Dans un ensemble maloya, le kayamb assure la nappe rythmique — ce fond sonore permanent qui porte le chant et une les percussions. C’est lui qui installe la transe hypnotique caractéristique des kabars. Sans le frémissement continu du kayamb, le maloya perd son assise.
Traditionnellement, le kayamb est tenu par les femmes de l’assemblée. Cette dimension genrée de l’instrument est documentée dans les travaux ethnomusicologiques sur le maloya — les femmes tenant le kayamb, les hommes jouant le roulèr. Une répartition des rôles qui a évolué avec la modernisation de la pratique, mais qui reste présente dans les kabars les plus traditionnels. Aujourd’hui, le kayamb se joue indifféremment, mais cette mémoire corporelle reste vivante dans la transmission.

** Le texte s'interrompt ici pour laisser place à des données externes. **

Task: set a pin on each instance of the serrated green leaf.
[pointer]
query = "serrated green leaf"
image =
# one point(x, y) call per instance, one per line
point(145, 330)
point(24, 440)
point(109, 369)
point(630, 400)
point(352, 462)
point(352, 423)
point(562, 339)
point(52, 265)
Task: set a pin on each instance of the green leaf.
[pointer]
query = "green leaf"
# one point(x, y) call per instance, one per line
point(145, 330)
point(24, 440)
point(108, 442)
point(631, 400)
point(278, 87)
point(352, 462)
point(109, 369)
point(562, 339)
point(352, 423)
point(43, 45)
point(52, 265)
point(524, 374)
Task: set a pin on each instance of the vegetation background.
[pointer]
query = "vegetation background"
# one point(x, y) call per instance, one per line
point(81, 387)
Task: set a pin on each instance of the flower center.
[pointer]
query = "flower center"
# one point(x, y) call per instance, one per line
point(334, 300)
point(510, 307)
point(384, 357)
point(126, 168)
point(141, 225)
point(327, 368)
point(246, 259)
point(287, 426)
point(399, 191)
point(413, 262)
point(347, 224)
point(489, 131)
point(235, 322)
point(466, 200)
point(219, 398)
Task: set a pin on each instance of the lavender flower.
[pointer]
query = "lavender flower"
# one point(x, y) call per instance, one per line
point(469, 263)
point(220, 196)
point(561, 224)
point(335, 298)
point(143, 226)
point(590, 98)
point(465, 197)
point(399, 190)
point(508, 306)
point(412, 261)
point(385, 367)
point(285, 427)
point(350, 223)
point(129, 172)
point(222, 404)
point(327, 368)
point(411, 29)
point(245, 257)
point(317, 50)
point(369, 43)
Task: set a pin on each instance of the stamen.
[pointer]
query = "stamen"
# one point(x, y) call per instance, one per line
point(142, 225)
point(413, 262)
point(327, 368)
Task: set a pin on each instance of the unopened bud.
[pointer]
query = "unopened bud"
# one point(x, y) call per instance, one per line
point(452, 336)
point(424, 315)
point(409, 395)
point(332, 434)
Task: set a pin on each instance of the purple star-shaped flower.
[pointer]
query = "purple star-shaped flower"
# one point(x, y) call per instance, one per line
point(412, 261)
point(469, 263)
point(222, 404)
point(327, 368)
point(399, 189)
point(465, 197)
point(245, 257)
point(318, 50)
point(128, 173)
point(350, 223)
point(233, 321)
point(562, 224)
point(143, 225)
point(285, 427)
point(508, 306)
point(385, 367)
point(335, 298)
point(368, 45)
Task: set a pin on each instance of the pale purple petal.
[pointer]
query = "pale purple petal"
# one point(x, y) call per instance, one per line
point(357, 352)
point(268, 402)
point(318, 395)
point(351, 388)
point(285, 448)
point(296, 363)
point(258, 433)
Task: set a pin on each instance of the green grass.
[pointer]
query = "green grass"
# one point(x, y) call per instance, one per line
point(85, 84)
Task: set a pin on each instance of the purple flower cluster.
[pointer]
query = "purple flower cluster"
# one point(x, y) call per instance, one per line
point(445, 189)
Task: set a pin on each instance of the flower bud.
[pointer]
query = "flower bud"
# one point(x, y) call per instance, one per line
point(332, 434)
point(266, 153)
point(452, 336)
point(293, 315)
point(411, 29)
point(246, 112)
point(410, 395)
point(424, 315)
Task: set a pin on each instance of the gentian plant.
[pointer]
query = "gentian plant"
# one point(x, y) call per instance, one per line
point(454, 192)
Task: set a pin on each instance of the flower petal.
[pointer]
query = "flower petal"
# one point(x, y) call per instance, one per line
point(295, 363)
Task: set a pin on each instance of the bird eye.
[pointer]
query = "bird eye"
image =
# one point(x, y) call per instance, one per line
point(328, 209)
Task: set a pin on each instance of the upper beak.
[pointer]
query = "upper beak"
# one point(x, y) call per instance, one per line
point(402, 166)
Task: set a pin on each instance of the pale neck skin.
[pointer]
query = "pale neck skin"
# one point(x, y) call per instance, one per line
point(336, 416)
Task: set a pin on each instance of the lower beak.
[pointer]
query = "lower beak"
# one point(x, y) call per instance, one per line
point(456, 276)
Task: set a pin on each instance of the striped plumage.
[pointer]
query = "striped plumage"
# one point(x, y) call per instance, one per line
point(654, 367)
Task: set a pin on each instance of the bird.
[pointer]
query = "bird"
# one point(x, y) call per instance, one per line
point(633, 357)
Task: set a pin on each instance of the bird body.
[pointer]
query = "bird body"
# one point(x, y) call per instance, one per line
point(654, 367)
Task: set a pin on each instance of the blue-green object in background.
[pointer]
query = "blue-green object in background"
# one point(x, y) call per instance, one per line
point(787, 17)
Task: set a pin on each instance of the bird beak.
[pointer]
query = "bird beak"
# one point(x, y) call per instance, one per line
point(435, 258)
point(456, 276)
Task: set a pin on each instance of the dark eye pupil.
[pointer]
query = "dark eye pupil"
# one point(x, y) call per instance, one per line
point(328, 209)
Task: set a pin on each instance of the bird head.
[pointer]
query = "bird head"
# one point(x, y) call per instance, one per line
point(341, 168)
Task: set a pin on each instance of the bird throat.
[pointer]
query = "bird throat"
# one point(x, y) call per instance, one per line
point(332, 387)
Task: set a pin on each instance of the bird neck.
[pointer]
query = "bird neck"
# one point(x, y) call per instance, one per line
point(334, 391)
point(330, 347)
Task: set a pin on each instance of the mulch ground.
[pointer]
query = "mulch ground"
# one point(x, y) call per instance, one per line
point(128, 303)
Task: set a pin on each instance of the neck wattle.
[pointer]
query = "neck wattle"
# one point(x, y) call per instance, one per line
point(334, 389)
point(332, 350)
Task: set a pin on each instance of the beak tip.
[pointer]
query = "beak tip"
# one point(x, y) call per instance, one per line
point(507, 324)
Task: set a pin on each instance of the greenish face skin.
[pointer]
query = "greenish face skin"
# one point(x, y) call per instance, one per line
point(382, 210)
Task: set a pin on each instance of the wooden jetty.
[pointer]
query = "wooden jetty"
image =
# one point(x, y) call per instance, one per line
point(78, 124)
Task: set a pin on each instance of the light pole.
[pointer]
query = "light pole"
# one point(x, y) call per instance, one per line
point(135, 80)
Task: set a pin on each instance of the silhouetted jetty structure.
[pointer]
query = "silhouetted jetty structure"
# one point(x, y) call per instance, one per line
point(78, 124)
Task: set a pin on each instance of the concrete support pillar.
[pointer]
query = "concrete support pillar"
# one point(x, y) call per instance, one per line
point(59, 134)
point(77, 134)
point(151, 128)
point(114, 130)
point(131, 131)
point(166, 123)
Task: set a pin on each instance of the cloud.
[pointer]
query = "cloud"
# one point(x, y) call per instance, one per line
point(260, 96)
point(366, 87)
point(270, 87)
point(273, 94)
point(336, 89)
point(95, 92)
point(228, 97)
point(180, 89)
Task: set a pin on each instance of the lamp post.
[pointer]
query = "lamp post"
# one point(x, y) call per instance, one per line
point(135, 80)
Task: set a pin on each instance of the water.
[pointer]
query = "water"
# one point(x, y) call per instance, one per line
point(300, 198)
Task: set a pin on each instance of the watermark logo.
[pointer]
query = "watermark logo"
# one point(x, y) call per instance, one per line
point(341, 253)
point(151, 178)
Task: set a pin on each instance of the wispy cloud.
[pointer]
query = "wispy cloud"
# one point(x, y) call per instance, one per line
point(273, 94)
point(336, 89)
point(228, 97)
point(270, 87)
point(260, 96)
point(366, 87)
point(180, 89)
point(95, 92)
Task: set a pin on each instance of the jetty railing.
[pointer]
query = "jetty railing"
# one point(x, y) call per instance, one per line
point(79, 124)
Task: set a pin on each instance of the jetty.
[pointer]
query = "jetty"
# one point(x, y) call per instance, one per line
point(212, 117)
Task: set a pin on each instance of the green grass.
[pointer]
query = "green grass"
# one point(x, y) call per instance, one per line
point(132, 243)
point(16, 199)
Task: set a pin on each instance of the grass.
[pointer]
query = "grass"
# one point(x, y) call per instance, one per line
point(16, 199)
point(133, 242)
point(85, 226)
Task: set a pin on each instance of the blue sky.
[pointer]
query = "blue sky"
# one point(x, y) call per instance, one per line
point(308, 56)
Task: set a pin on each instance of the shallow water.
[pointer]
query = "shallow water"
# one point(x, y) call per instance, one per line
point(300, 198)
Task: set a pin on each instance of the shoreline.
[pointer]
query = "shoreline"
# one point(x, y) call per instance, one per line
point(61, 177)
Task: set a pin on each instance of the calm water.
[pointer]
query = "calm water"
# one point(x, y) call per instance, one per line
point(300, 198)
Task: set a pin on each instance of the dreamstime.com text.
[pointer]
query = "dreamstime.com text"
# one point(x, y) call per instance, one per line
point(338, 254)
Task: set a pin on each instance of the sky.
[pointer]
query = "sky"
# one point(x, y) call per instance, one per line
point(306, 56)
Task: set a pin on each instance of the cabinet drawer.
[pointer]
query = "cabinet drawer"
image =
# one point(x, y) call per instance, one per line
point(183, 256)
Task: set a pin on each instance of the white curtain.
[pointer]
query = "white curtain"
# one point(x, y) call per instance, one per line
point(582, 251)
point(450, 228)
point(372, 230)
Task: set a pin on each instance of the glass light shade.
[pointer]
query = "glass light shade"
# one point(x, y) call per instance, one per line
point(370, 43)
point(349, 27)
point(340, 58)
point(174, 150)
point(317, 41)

Dans le trio fondamental du maloya — kayamb, roulèr, bobre — chaque instrument a sa fonction : le kayamb tisse la nappe, le roulèr pulse le cœur, le bobre chante la mélodie. Trois couches sonores, trois origines géographiques, une identité réunionnaise.
Quelle est la technique de jeu du kayamb ?
La technique du kayamb semble simple à observer, mais demande un travail corporel réel. Le musicien tient l’instrument à deux mains par les bords courts du cadre rectangulaire, les bras légèrement tendus. Le geste de base est un balancement latéral horizontal — droite-gauche — qui fait se déplacer les graines à l’intérieur.
La subtilité réside dans le timing du balancement par rapport au roulèr. Le kayamb ne se contente pas de secouer en continu : le musicien ajuste l’amplitude et la vitesse pour marquer les temps forts, créer des accents, dialoguer avec le chanteur. Il existe aussi des techniques avancées — le kayamb piqué, avec de petits mouvements de poignet rapides — utilisées dans le séga piqué réunionnais, où le tempo est plus vif.
Chez Sionsia, les ateliers kayamb commencent toujours par apprendre à écouter avant de jouer. Sentir le roulèr dans sa poitrine. Puis laisser les graines répondre. Ce dialogue entre les corps, c’est ce que ne peut pas enseigner une vidéo.
Pourquoi le kayamb est-il appelé « instrument maloya traditionnel » ?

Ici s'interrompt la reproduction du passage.